B2B Marketing Blog

Written by The Mezzanine Group
on March 14, 2012

For many B2B companies referrals are a key driver of new business. A referral is when an existing or past customer refers your company to a colleague, friend, vendor or other business contact. Referrals can be incredibly powerful as they lend credibility to your company. As part of our marketing planning process, we interview many of our clients’ customers and for many of our clients referrals are frequently the greatest influencer or one of the greatest influencers in choosing to do business with a particular company.

What does this mean for your business? The first step is understanding what referrals mean for you. Do you have insight into how many of your customers/past customers currently refer you or would refer you when asked? If you currently track lead sources (and referrals is one of those sources), you can mine your data to understand the number of referrals you receive, trends in terms of which contacts are referring business to your company and changes in frequency.

The second step is cherishing these referrals.
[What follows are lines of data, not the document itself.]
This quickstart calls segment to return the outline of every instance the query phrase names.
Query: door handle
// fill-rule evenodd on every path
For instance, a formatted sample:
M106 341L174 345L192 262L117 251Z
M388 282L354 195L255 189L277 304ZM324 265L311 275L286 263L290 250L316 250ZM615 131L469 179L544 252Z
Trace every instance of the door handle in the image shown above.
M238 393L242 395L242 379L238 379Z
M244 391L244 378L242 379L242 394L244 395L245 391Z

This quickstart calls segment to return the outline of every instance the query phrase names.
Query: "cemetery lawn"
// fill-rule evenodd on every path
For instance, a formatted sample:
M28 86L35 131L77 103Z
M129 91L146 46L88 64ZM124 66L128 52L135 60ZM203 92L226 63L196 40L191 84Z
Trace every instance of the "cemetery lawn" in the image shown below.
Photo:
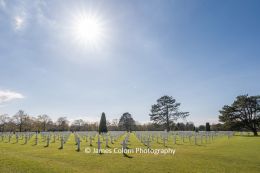
M110 145L120 148L123 140L120 137L115 144ZM136 138L130 135L129 148L145 147ZM93 147L97 147L97 138ZM152 143L152 148L164 148L161 143ZM234 136L230 139L219 137L210 144L194 145L188 139L182 143L179 139L173 145L170 139L167 147L176 149L174 155L153 154L86 154L85 147L89 143L82 141L81 151L77 152L74 135L71 134L64 149L58 149L59 141L34 146L34 139L23 145L23 141L15 143L0 142L0 172L90 172L90 173L127 173L127 172L199 172L199 173L259 173L260 172L260 137ZM93 148L92 147L92 148ZM105 148L105 142L102 143Z

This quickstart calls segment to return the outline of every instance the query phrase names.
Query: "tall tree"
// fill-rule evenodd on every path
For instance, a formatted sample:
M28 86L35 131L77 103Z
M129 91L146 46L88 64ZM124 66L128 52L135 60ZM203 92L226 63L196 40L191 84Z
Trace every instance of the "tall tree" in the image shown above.
M38 116L38 120L41 123L42 130L47 131L47 126L51 122L51 118L48 115L43 114Z
M24 130L24 127L26 125L26 119L28 115L24 113L23 110L19 110L14 116L13 119L15 120L16 125L19 128L19 132L22 132Z
M57 120L58 129L60 131L67 131L69 130L69 121L67 120L67 117L60 117Z
M131 132L132 130L135 129L135 121L132 117L132 115L128 112L123 113L121 116L119 123L119 127L121 130L126 130L128 132Z
M180 112L180 103L171 96L162 96L157 103L152 105L150 119L156 124L164 125L170 131L171 125L179 118L186 118L189 112Z
M101 118L100 118L98 132L107 133L107 120L106 120L106 115L104 112L102 113Z
M208 122L206 122L206 131L210 131L210 125Z
M237 96L231 106L225 105L219 111L219 120L225 124L235 124L246 128L258 136L260 126L260 96Z

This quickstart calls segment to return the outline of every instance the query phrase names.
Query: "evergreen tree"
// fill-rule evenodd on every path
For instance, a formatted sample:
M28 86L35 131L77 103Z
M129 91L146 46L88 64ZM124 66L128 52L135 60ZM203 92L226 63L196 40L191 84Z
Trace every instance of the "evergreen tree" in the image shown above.
M128 112L124 113L118 123L121 130L126 130L128 132L131 132L132 130L135 130L135 120L133 119L132 115Z
M257 131L260 129L260 95L237 96L236 100L229 106L225 105L219 111L220 122L225 126L230 126L232 130L247 129L258 136Z
M164 125L167 132L169 132L174 121L179 118L186 118L189 115L189 112L179 111L180 105L172 97L162 96L157 100L156 104L152 105L150 119L155 124Z
M106 121L106 115L104 112L101 115L98 132L107 133L107 121Z
M206 131L210 131L210 125L208 122L206 123Z

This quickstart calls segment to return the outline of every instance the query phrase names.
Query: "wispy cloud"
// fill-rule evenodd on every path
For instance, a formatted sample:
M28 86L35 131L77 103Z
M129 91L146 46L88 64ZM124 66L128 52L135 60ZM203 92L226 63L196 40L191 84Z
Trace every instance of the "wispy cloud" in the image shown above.
M0 8L2 8L2 9L6 8L6 3L4 0L0 0Z
M24 96L18 92L9 90L0 90L0 104L16 99L23 99Z
M43 9L46 6L44 0L19 0L16 5L11 1L0 0L0 10L10 19L12 29L16 32L27 30L35 24L45 27L55 25L55 22L44 14Z

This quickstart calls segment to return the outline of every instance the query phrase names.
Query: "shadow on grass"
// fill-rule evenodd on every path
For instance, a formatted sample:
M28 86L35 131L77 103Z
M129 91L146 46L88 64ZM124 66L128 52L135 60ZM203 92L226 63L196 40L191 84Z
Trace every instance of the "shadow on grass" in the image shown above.
M240 136L240 137L249 137L249 138L259 138L260 136L258 135L258 136L253 136L253 135L251 135L251 136ZM232 138L232 137L231 137Z
M132 159L132 158L133 158L133 156L129 156L129 155L126 154L126 153L123 153L123 155L124 155L124 157L129 158L129 159Z
M203 144L196 144L196 145L193 145L193 146L198 146L198 147L206 147L207 145L203 145Z

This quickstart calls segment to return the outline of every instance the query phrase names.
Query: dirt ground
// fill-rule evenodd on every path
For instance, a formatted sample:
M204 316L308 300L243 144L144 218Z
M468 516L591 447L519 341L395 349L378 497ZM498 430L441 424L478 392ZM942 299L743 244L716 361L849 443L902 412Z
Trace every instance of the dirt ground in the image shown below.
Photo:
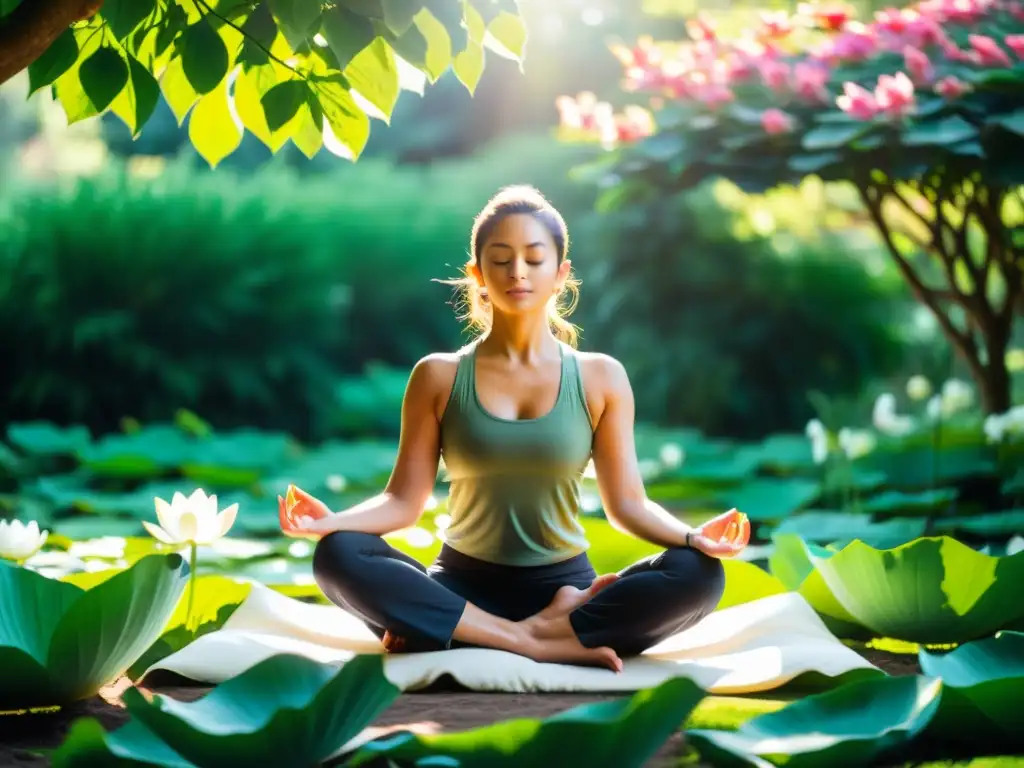
M885 651L863 650L871 663L892 675L916 674L920 671L914 655L896 655ZM32 749L59 746L71 723L79 717L97 718L107 730L113 730L127 719L121 704L121 693L130 685L122 679L100 692L98 696L79 702L55 713L0 716L0 766L12 768L44 768L45 757ZM180 679L147 680L143 690L166 694L182 701L193 701L210 689L182 685ZM513 717L547 717L579 704L617 698L595 694L513 694L467 693L464 690L434 690L400 696L372 727L374 735L396 730L422 732L458 731L507 720ZM665 768L682 751L682 734L666 742L648 764Z

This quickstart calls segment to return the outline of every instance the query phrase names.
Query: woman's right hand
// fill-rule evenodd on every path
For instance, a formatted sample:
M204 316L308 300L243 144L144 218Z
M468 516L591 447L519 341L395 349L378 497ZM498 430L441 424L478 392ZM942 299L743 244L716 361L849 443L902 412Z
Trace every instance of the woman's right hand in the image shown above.
M332 513L320 499L290 485L286 498L277 497L277 514L285 536L305 539L323 536L324 531L317 529L316 522Z
M730 509L693 531L690 546L710 557L735 557L750 542L750 520Z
It starts with valuing the customer/contact that provided the referral followed by quickly responding to the referral, being professional and delivering quality work. Depending on the nature of your business, a formal referral program may be beneficial to implement. In such a program you can provide referees with special benefits for introducing you to new customers. These special benefits can range from a discount on their next order, financial incentive or personalized gift depending on the nature of your relationship. In our experience, referral programs can work extremely well in some industries, and terribly poorly in others. Before you launch a formal referral program, evaluate if it can work for you.

The third step is integrating new customers into your contact database so they will be part of your customer nurturing program. Ongoing communications with relevant and appropriate content will keep your customers engaged, nurture relationships and create ongoing opportunities for referrals.

If you don’t know how much business is being driven by referrals, get started today. Mine your data or start a tracking system (even a simple Excel spreadsheet will do) – this will allow you to establish a baseline and begin the steps of developing a more formal process for referral business.